Unlike other DJGPP packages, which are normal "zip" files, most CPAN
module packages are "gzipped tarballs". Recent versions of WinZip will
safely unpack and expand them, *UNLESS* they have zero-length files. It
is a known WinZip bug (as of v7.0) that it will not extract zero-length
files.

From the command line, you can use the djtar utility provided with DJGPP
to unpack and expand these files.
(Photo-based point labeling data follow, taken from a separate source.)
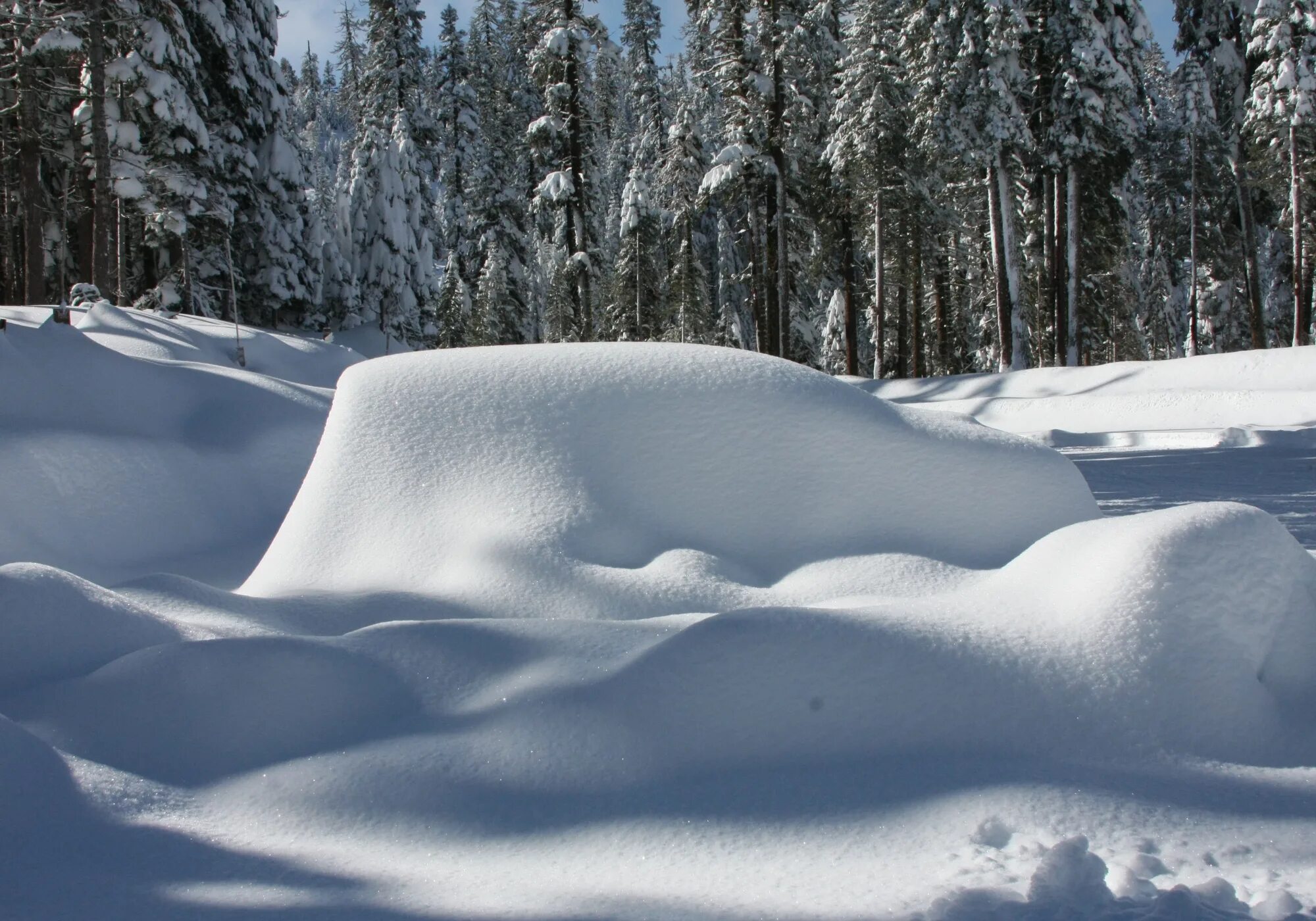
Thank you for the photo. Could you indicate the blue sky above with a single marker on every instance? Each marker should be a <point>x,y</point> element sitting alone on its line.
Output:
<point>314,22</point>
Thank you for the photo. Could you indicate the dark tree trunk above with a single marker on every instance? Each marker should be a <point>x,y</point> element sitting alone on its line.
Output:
<point>778,214</point>
<point>1193,249</point>
<point>880,289</point>
<point>1060,281</point>
<point>1072,276</point>
<point>1048,286</point>
<point>852,324</point>
<point>1297,209</point>
<point>1252,270</point>
<point>103,212</point>
<point>917,368</point>
<point>940,295</point>
<point>772,289</point>
<point>30,185</point>
<point>1001,268</point>
<point>903,299</point>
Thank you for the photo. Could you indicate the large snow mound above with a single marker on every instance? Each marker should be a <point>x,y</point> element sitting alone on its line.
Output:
<point>1210,394</point>
<point>522,481</point>
<point>116,466</point>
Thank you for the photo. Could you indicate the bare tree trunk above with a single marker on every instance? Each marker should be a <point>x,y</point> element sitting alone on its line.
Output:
<point>1193,251</point>
<point>578,241</point>
<point>772,284</point>
<point>1005,302</point>
<point>852,323</point>
<point>763,341</point>
<point>1296,185</point>
<point>190,306</point>
<point>30,184</point>
<point>917,368</point>
<point>10,270</point>
<point>102,214</point>
<point>880,299</point>
<point>778,226</point>
<point>122,257</point>
<point>1075,340</point>
<point>1047,290</point>
<point>940,294</point>
<point>903,298</point>
<point>1060,215</point>
<point>1252,270</point>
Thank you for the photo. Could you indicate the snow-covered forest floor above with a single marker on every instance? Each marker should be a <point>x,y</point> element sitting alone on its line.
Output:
<point>647,632</point>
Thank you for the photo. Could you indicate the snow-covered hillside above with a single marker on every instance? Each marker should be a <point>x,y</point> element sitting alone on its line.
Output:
<point>134,444</point>
<point>1188,402</point>
<point>622,632</point>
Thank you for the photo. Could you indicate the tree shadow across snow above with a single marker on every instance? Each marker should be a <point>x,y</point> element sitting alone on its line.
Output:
<point>839,791</point>
<point>1277,480</point>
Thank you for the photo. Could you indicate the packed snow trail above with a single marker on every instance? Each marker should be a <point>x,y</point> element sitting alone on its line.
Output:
<point>574,634</point>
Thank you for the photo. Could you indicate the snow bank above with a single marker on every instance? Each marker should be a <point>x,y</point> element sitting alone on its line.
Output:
<point>197,711</point>
<point>186,339</point>
<point>118,466</point>
<point>57,626</point>
<point>506,480</point>
<point>35,787</point>
<point>1268,389</point>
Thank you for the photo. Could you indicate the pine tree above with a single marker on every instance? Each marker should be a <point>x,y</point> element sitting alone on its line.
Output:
<point>1281,114</point>
<point>678,177</point>
<point>456,109</point>
<point>564,141</point>
<point>393,169</point>
<point>638,285</point>
<point>868,147</point>
<point>453,310</point>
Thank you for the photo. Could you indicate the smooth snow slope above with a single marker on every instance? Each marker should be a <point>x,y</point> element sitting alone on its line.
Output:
<point>124,461</point>
<point>202,340</point>
<point>1209,395</point>
<point>602,481</point>
<point>528,647</point>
For example:

        C:\djgpp>djtarx -v Text-CSV-0.01.tar.gz

This will create the new directory C<($DJDIR)/Text-CSV-0.01>, filling
it with the source for this module.

=head2 Building Non-XS Modules on DOS

To build a non-XS module, you can use the standard module-building
instructions distributed with perl modules.

    perl Makefile.PL
    make
    make test
    make install

This is sufficient because non-XS modules install only ".pm" files and
(sometimes) pod and/or man documentation. No re-linking of the perl
binary is needed to build, install or use non-XS modules.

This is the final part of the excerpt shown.